Are your lambs fully, partially or not protected against clostridial disease?
Every year we hear of lamb losses due to pulpy kidney. Some farmers have one, while others see a few each week - and it is always in their big lambs ready for the works! Such a shame to get them to this stage and for them to die in the paddock.
Many lambs are vaccinated these days at tailing. This vaccine is the sensitiser and gets the body ready for an upcoming infection. But if that infection does not come and there is no booster vaccine given, then that immunity is only very short-lived. So the booster should be given between 4 and 8 weeks later. If you have missed this time frame that's not a major, but it would be good to get it into the lambs soon!

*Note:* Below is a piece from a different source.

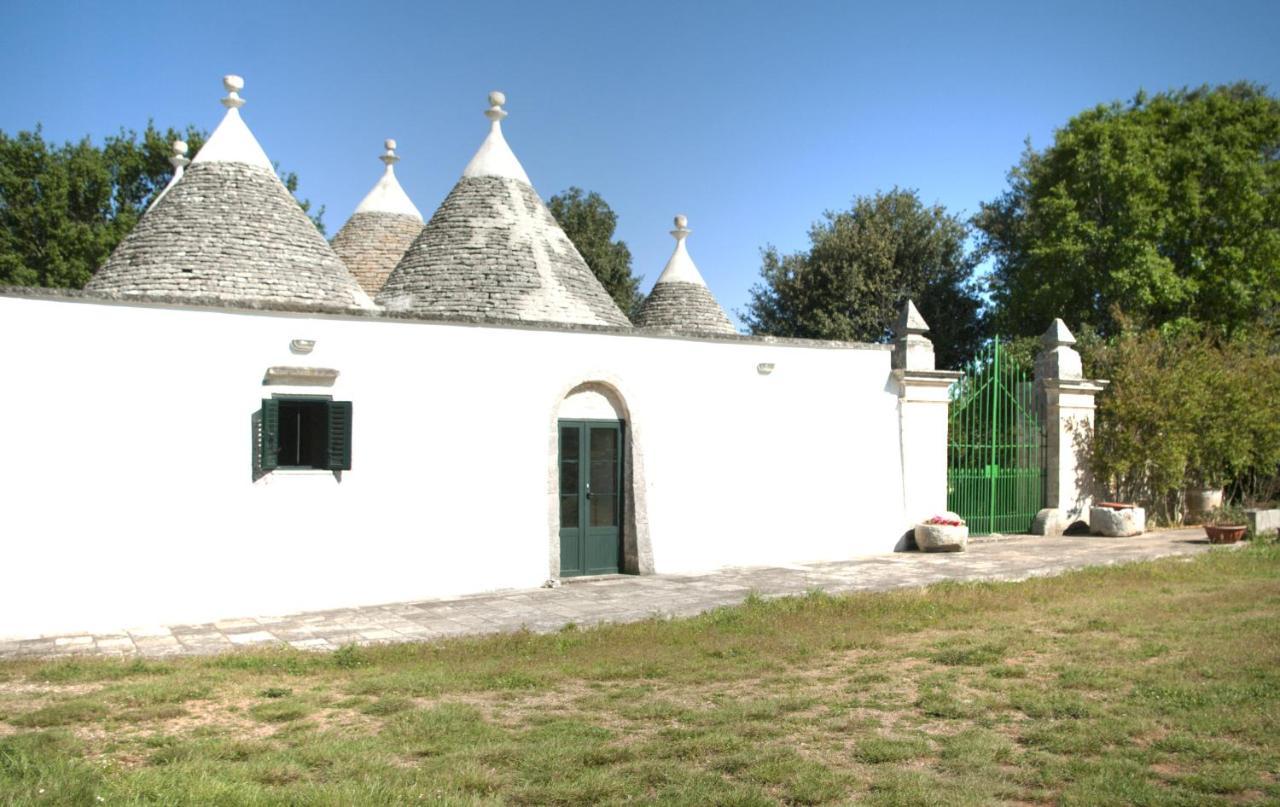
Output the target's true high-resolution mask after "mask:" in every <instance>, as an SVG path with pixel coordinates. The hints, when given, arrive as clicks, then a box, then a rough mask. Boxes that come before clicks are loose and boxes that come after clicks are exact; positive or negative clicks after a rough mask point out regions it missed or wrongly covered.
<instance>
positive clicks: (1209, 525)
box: [1204, 524, 1249, 543]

A high-risk time for lambs to have clostridial diseases is when there are fattening crops available. Any change in feed will increase the risk of clostridial disease - especially Clostridia sordellii. This is where the Ultravac SD 6in1 vaccine is really good and has been proven effective when specialist fattening crops have been used, such as red clover.
If you have not vaccinated any lambs yet, now is a good time - remembering to include your replacement ewe lambs too. Getting the two doses into them well before the winter is ideal so that they have plenty of time to develop their immunity before they go onto crop.
There is an option of boosting B12 and or selenium by using a 5in1 with B12. If lambs are getting mineralised drenches, their selenium levels are OK, but the B12 injection can really give them a lift if they are running low.
While you're vaccinating lambs, it's a good time to think about your rams too. Fighting season is well underway, and if your rams have not received a vaccine in the past 12 months, it is a really good time to boost their immunity. Those fighting wounds are ideal for clostridial bacteria - watch them for flies as well! Covexin10 will cover them for 10 different strains - it's the best protection you can get and well worth it for the most valuable animals on many farms.